France’s Finance Minister Bruno Le Maire has urged the world’s biggest economies to reach a deal over a minimum corporate tax rate as France moves ahead with a unilateral tax dubbed GAFA (Google, Amazon, Facebook).

The UK and Italy have introduced comparable legal frameworks, But France is planning to tax turnover which would cut the possibility of US companies to list profits in tax heavens, paying a minimum to zero effective corporate tax. This does not bode well with Washington, which argues that France unfairly targets US technology giants that dominate the internet.

in response, the White House administration has ordered a so-called 301 investigation into the French plan and threatens retaliatory action against French exports.

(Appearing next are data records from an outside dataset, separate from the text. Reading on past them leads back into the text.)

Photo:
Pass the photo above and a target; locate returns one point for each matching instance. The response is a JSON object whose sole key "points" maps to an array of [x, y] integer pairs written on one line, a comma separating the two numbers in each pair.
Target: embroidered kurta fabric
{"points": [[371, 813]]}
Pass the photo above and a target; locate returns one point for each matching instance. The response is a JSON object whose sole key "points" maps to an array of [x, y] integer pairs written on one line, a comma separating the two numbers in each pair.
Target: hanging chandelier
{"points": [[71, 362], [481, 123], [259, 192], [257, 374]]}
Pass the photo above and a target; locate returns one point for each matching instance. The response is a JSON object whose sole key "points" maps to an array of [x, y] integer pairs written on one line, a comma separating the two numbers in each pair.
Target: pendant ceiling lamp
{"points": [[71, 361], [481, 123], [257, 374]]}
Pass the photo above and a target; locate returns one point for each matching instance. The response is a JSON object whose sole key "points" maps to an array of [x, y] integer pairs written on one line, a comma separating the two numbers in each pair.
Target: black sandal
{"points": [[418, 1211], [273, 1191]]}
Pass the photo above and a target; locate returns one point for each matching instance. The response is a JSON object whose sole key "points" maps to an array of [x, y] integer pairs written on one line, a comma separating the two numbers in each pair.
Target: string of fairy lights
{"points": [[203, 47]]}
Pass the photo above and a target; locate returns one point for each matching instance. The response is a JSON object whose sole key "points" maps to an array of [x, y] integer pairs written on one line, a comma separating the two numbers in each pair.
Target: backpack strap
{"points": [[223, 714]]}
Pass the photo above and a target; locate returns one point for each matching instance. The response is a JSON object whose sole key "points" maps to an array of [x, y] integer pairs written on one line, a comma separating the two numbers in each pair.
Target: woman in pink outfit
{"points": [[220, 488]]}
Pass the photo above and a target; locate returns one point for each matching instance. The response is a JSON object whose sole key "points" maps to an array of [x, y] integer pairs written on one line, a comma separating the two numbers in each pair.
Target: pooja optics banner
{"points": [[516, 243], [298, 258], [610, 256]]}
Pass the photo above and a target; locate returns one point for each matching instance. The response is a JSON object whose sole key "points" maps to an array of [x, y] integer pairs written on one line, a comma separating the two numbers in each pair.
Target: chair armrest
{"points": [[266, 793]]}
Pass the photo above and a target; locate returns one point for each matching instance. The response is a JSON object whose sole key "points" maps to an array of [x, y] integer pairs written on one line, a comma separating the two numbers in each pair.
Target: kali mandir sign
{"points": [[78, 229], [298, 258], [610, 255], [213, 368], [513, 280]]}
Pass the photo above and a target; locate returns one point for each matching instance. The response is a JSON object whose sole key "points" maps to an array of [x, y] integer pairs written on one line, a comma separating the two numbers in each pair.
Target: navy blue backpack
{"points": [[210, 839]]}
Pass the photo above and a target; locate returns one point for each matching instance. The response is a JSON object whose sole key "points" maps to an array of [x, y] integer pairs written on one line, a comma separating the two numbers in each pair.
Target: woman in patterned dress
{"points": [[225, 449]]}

US Treasury Secretary Steven Mnuchin favours a multilateral deal that would set a floor on the minimum corporate tax rate to be negotiated in the OECD framework.

The French G7 Presidency has chosen the motto “Working for a fairer capitalism” but neither the Canadian nor the British governments are ready to commit ahead of possible general elections later this year. The G7 economies put together represent 40% of the global GDP and if they were to adopt a common position on taxation, it could become the market standard.

Despite their disagreement on corporate taxation, the US, France, and Germany are united in their opposition to proposed cryptocurrencies, particularly Facebook’s Libra and JPMorgan’s JPM Coin. Le Maire called for a common front against Libra becoming a “sovereign currency” and ensure that all such devices abide by rules on money-laundering and the financing of terrorism.

German Finance Minister Olaf Scholz said that regulators must ensure that cryptocurrencies such as Libra must not be allowed to threaten financial stability and consumer privacy.

“The issuance of a currency does not belong in the hands of a private company because this is a core element of state sovereignty,” Scholz said ahead of a G7 meeting in France.